August 22nd, 2006 by hana-raihana04

Hello~

aih… it has been a long time since i didn’t write here. Well, time has moved so fast and i’m barely catching up. It’s unbelievable yet true dat i’ve made it to Illinois! Finally. After hours and hours and hours of spending my time with none other than the awfully big, green calculus book, i finally passed da MARA requirement. Thank God!

But living in illinois is not only fun n play. Staying for almost 2 weeks in here make me realize the importance of self-appreciation. U see. For me (n maybe other international students out there), living in a place where almost everyone is so unlike u is pretty hard. For once, u have different skin color than theirs n sometimes it makes u pretty awkward for being different n kind fo weird to their eyes. Then, here comes the cultural differences stuff.  My senior used 2 say dat da ppl here respect us becoz of da tudung we wear. Well, i kind of find dat pretty true. Yet, i somehow get dis feeling dat maybe SOME of them r just scared of us. U know after da Sept 11 incident……. But, i do find a lot of friendly ppl here too; like our neighbors in LAR (nice party), the ppl we meet across the street who actually smile at us n say hello (thank you for making my day), the staff at da cafeteria who has been so nice to us (thanks for the omelette or whatever da hell that is), n da list goes on.

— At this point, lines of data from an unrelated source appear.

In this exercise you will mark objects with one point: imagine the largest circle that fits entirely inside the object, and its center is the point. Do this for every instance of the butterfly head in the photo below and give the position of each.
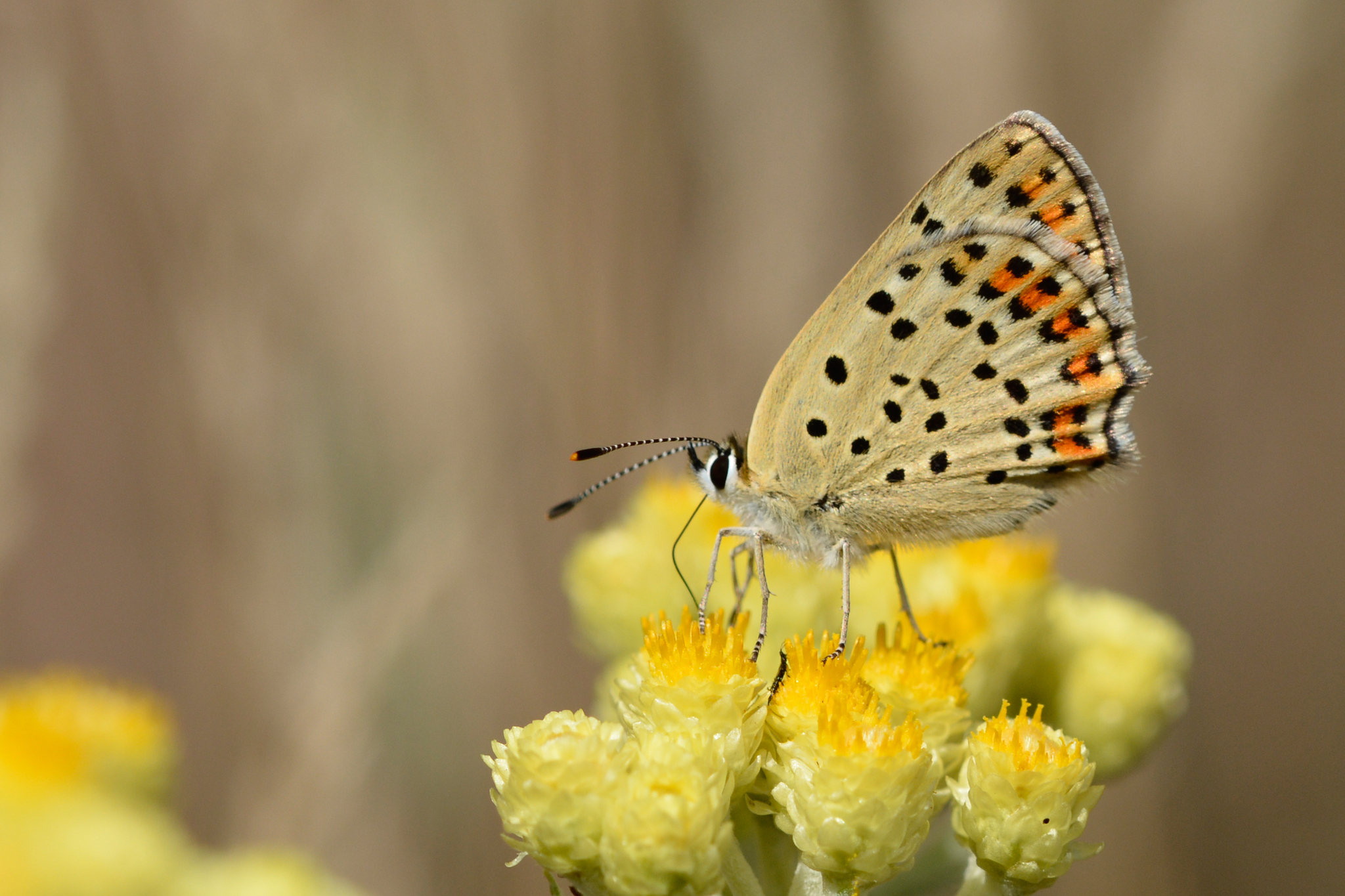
(721, 471)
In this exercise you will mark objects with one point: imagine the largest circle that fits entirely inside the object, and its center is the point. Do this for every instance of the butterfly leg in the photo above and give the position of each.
(740, 589)
(734, 532)
(759, 539)
(845, 598)
(906, 601)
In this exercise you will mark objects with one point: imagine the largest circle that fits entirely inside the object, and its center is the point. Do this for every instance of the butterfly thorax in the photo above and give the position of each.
(806, 528)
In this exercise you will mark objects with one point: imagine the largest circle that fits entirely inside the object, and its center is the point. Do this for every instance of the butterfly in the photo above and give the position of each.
(978, 360)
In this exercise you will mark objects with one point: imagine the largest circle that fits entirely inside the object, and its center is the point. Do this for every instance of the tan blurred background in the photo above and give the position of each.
(303, 305)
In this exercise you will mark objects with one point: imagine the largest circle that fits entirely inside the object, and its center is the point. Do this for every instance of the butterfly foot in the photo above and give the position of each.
(780, 673)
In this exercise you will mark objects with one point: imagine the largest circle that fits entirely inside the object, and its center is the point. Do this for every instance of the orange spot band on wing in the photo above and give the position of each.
(1069, 328)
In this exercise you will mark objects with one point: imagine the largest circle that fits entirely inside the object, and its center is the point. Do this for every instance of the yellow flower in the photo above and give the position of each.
(923, 679)
(87, 843)
(697, 687)
(1023, 798)
(856, 794)
(64, 730)
(810, 683)
(667, 826)
(1121, 671)
(257, 872)
(553, 779)
(986, 595)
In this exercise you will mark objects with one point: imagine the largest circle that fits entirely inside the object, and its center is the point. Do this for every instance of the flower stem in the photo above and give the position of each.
(736, 871)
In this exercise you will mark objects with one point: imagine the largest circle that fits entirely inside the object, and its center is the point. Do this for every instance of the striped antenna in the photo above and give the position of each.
(588, 454)
(565, 507)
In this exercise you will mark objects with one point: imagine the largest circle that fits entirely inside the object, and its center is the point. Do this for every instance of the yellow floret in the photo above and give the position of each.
(810, 680)
(64, 730)
(1021, 800)
(698, 688)
(872, 734)
(1028, 742)
(715, 654)
(917, 670)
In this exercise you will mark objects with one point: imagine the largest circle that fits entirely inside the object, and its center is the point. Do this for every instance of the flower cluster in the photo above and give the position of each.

(Actually i dunno wut the heck i’m saying so i’ll just go on mumbling bout my feelings ere)…  Well, i do hope dat my staying here in uiuc will be the biggest turning point in my life ever (for da better of course).  I hope to make bonds with other students especially the non-Malaysian ones (i luv my Malaysian frenz…), score da MARA requirements (luv u too MARA), find my passion, get to know who i really am, be the person i want to be (without being a hypocrite), n of course, understand da meaning of life (da purpose of y God send us here).

Well, i guess dats it. I’m outta here.

p/s dad, wherever u r, i luv u. n mom too. n sis. n my annoying brothers of course. peh~ i miss them

One First Time

May 31st, 2006 by hana-raihana04

Geez~

I can’t believe dat dis is my first time blogging and my-o-my it is pretty awkward! OOooo what 2 write ah? Those guys who listened 2 my presentation last sem bout ‘Why U Should Not Weblogging bla bla bla’ goin 2 be shock 2 see this. Ye la. Ari tue cakap weblogging nie bahaya la, i2 la, ini la. Last skali, tuan punya badan laks yg buat blog. What the heck? Huh~ No wonder i got low marks 4 persuasive speech the other day. Ne taknye. Cakap x srupa bikin maa! Who’s goin 2 listen 2 u if u behave dat way right?

Moral of the day~

Words must be followed by action, the EXACT action.

Uhuh~

I have nothin more 2 say. So, i’m just going to buzz off from ere k.